Both Ablation and LA demonstrate comparable efficacy in treating APA, with Ablation offering advantages in terms of lower intraoperative blood loss and shorter hospital stay. However, Ablation may be associated with a higher rate of hypertension crises during the procedure. The results suggest that Ablation is not yet a substitute for LA. A personalized approach considering patient-specific factors and institutional expertise is warranted when selecting the appropriate treatment.

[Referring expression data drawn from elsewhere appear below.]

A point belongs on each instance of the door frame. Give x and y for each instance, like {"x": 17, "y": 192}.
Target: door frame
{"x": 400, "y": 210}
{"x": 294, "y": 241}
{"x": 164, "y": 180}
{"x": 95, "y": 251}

比较射频消融术(消融)和腹腔镜肾上腺切除术(LA)治疗醛固酮瘤(APA)患者的临床疗效和安全性。
使用多个数据库进行全面的文献检索,检索时间从数据库建立至2024年4月。纳入比较消融和LA治疗APA的随机对照试验和回顾性研究。使用随机效应荟萃分析提取并汇总疗效、安全性和其他相关结果的数据。使用纽卡斯尔-渥太华量表进行质量评估。
纳入10项研究,共887例患者(消融组414例,LA组473例)。汇总分析显示,临床成功率相当(消融组为74.2%,LA组为82%,p = 0.52),但消融组高血压危象发生率显著更高(16.4%对3%,p < 0.0001)。LA组高血压缓解更为常见(44%对27.2%,p = 0.003)。消融与术中失血量较少和住院时间较短相关。然而,在原发性醛固酮增多症的缓解、并发症发生率、血压降低或药物使用方面未发现显著差异。
消融和LA在治疗APA方面均显示出相当疗效,消融在术中失血量较少和住院时间较短方面具有优势。然而,消融在手术过程中可能与较高的高血压危象发生率相关。结果表明,消融尚未成为LA的替代方法。在选择合适的治疗方法时,需要考虑患者特定因素和机构专业知识,采用个性化方法。